E) defende que a quantidade de falantes do português brasileiro ainda é insuficiente para acabar com a hegemonia do antigo colonizador.

RESPOSTA A

2) (ENEM 2012)
O léxico e a cultura
Potencialmente, todas as línguas de todos os tempos podem candidatar-se a expressar qualquer conteúdo. A pesquisa linguística do século XX demonstrou que não há diferença qualitativa entre os idiomas do mundo — ou seja, não há idiomas gramaticalmente mais primitivos ou mais desenvolvidos. Entretanto, para que possa ser efetivamente utilizada, essa igualdade potencial precisa realizar-se na prática histórica do idioma, o que nem sempre acontece. Teoricamente, uma língua com pouca tradição escrita (como as línguas indígenas brasileiras) ou uma língua já extinta (como o latim ou o grego clássicos) podem ser empregadas para falar sobre qualquer assunto, como, digamos, física quântica ou biologia molecular.

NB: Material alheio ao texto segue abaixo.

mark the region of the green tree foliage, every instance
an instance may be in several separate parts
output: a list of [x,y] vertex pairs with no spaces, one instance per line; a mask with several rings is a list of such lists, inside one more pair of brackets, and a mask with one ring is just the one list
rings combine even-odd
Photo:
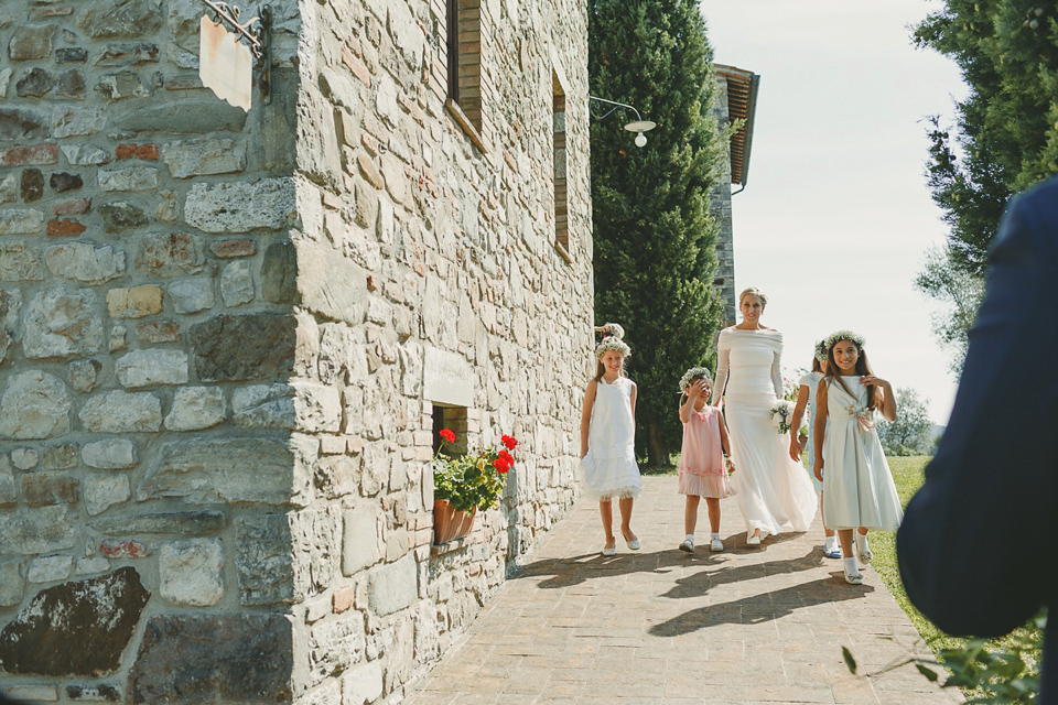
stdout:
[[942,311],[933,313],[933,333],[951,352],[948,367],[959,375],[970,343],[967,334],[984,299],[984,278],[958,267],[946,250],[933,248],[926,252],[915,288],[944,304]]
[[878,438],[886,455],[922,455],[932,448],[933,424],[927,403],[909,387],[896,390],[896,421],[878,424]]
[[692,0],[593,0],[589,52],[592,95],[658,123],[640,149],[622,129],[634,115],[593,121],[591,148],[595,316],[625,327],[637,437],[665,465],[681,434],[677,383],[712,361],[721,315],[709,200],[726,140],[711,113],[712,50]]
[[927,175],[949,232],[946,248],[930,253],[916,282],[954,304],[938,321],[937,334],[964,350],[973,302],[951,284],[976,281],[980,289],[1011,195],[1058,172],[1058,6],[946,0],[915,28],[914,41],[954,61],[970,87],[957,106],[954,128],[932,118]]

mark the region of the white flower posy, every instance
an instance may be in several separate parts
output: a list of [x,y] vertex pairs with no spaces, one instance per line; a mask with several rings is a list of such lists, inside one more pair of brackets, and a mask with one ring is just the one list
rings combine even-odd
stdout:
[[778,399],[771,404],[771,422],[779,435],[790,432],[790,419],[794,416],[794,402]]

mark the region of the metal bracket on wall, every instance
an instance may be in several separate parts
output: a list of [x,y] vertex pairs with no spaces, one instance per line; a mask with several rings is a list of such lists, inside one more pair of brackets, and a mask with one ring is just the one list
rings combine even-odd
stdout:
[[[261,90],[261,102],[269,105],[272,101],[272,7],[261,6],[256,18],[242,22],[239,19],[242,11],[238,6],[220,0],[202,0],[202,2],[213,10],[214,22],[224,22],[249,44],[261,72],[257,79],[258,88]],[[257,28],[251,29],[253,23],[257,23]]]

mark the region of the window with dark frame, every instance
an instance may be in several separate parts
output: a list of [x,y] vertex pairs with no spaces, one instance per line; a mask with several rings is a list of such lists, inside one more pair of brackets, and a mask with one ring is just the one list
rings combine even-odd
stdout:
[[[441,432],[455,434],[455,443],[446,443],[442,448]],[[466,408],[433,404],[433,453],[441,451],[445,455],[457,456],[466,453]]]
[[481,0],[445,0],[447,13],[449,100],[456,118],[482,131],[482,8]]

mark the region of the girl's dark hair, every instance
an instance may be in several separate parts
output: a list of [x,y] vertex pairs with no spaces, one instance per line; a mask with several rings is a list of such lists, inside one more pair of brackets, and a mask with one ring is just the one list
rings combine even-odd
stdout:
[[[841,388],[845,390],[850,397],[855,398],[855,394],[853,394],[849,387],[845,386],[845,381],[841,379],[841,375],[839,375],[841,370],[838,368],[838,364],[834,361],[834,347],[836,347],[838,343],[841,343],[841,340],[835,340],[834,345],[827,350],[827,383],[833,384],[834,380],[836,380],[838,383],[841,384]],[[852,340],[850,340],[850,343],[852,343]],[[855,343],[853,343],[853,345],[855,345]],[[860,377],[873,375],[874,372],[871,371],[871,365],[867,364],[866,351],[864,351],[864,349],[860,346],[856,346],[856,349],[860,350],[860,357],[856,358],[856,375]],[[867,409],[874,411],[882,403],[882,390],[877,384],[866,384],[866,388]]]

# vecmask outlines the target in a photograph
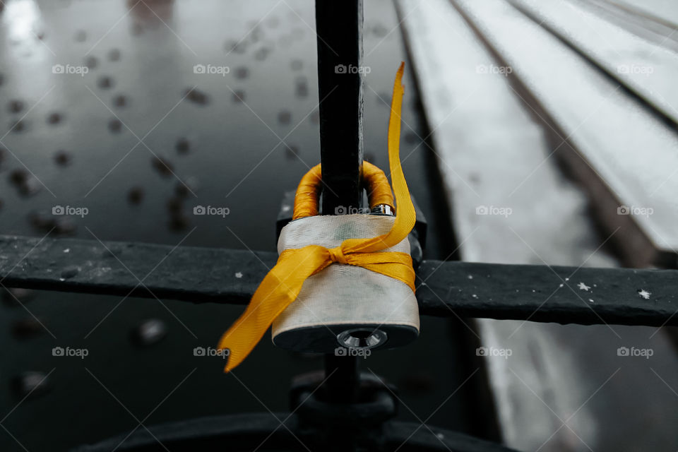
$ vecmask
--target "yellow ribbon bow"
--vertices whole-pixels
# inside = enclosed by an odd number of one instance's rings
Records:
[[[247,309],[219,341],[219,349],[229,350],[225,372],[232,370],[249,355],[275,318],[297,299],[304,281],[334,262],[358,266],[393,278],[407,284],[414,292],[415,271],[410,255],[379,252],[407,237],[416,219],[399,153],[404,69],[405,63],[400,63],[393,84],[388,121],[388,163],[397,203],[393,227],[386,234],[376,237],[347,239],[335,248],[309,245],[281,253],[278,263],[254,292]]]

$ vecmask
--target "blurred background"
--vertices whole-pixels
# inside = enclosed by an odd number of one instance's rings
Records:
[[[320,160],[314,2],[0,6],[0,234],[275,250],[283,194]],[[365,0],[365,160],[388,166],[405,61],[400,155],[424,256],[675,268],[677,28],[670,0]],[[291,378],[322,367],[268,340],[230,375],[194,356],[242,307],[10,290],[2,451],[285,411]],[[417,342],[362,367],[398,387],[401,420],[523,451],[676,451],[675,338],[424,317]],[[66,346],[87,356],[53,355]]]

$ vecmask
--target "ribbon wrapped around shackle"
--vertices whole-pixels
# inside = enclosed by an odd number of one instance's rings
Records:
[[[347,239],[336,247],[319,245],[287,249],[259,285],[247,309],[219,341],[220,350],[228,349],[229,372],[249,355],[266,331],[299,295],[307,278],[333,263],[358,266],[400,280],[415,291],[415,270],[407,253],[380,252],[400,243],[415,226],[416,215],[400,160],[400,110],[403,105],[401,63],[393,84],[388,121],[388,164],[396,202],[396,220],[386,234],[364,239]]]

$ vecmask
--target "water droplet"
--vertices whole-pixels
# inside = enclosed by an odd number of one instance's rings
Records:
[[[165,322],[157,319],[145,320],[130,332],[132,343],[139,347],[157,344],[167,335]]]

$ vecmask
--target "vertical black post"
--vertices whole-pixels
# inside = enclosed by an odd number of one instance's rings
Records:
[[[360,206],[362,0],[316,0],[322,213]]]
[[[335,215],[362,200],[362,0],[316,0],[321,212]],[[350,402],[359,381],[357,358],[325,357],[325,395]]]

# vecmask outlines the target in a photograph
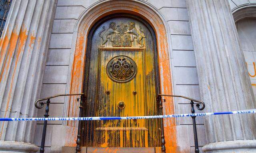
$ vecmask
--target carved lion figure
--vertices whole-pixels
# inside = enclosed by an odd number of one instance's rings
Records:
[[[100,35],[100,37],[101,37],[102,39],[102,42],[100,44],[100,47],[105,47],[104,44],[108,41],[108,39],[110,39],[110,41],[112,41],[113,40],[112,40],[112,39],[111,39],[112,35],[114,33],[120,33],[116,30],[116,23],[115,22],[110,22],[109,24],[109,27],[107,30],[106,30],[104,26],[103,26],[102,28],[104,30],[100,33],[99,35]]]
[[[141,29],[141,27],[140,26],[139,30],[135,27],[135,23],[133,22],[129,22],[128,31],[125,32],[125,33],[130,33],[132,34],[132,41],[134,41],[134,39],[137,39],[137,42],[140,45],[140,47],[144,47],[144,45],[141,43],[142,39],[146,38],[146,35]]]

Na prática, contudo, não é possível, de uma hora para outra, expressar tais conteúdos em camaiurá ou latim, simplesmente porque não haveria vocabulário próprio para esses conteúdos. É perfeitamente possível desenvolver esse vocabulário específico, seja por meio de empréstimos de outras línguas, seja por meio da criação de novos termos na língua em questão, mas tal tarefa não se realizaria em pouco tempo nem com pouco esforço.
BEARZOTI FILHO, P. Miniaurélio: o dicionário da língua portuguesa. Manual do professor.
Curitiba: Positivo, 2004 (fragmento).

Estudos contemporâneos mostram que cada língua possui sua própria complexidade e dinâmica de funcionamento. O texto ressalta essa dinâmica, na medida em que enfatiza

A) a inexistência de conteúdo comum a todas as línguas, pois o léxico contempla visão de mundo particular específica de uma cultura.
B) a existência de línguas limitadas por não permitirem ao falante nativo se comunicar perfeitamente a respeito de qualquer conteúdo.
C) a tendência a serem mais restritos o vocabulário e a gramática de línguas indígenas, se comparados com outras línguas de origem europeia.
D) a existência de diferenças vocabulares entre os idiomas, especificidades relacionadas à própria cultura dos falantes de uma comunidade.
E) a atribuição de maior importância sociocultural às línguas contemporâneas, pois permitem que sejam abordadas quaisquer temáticas, sem dificuldades.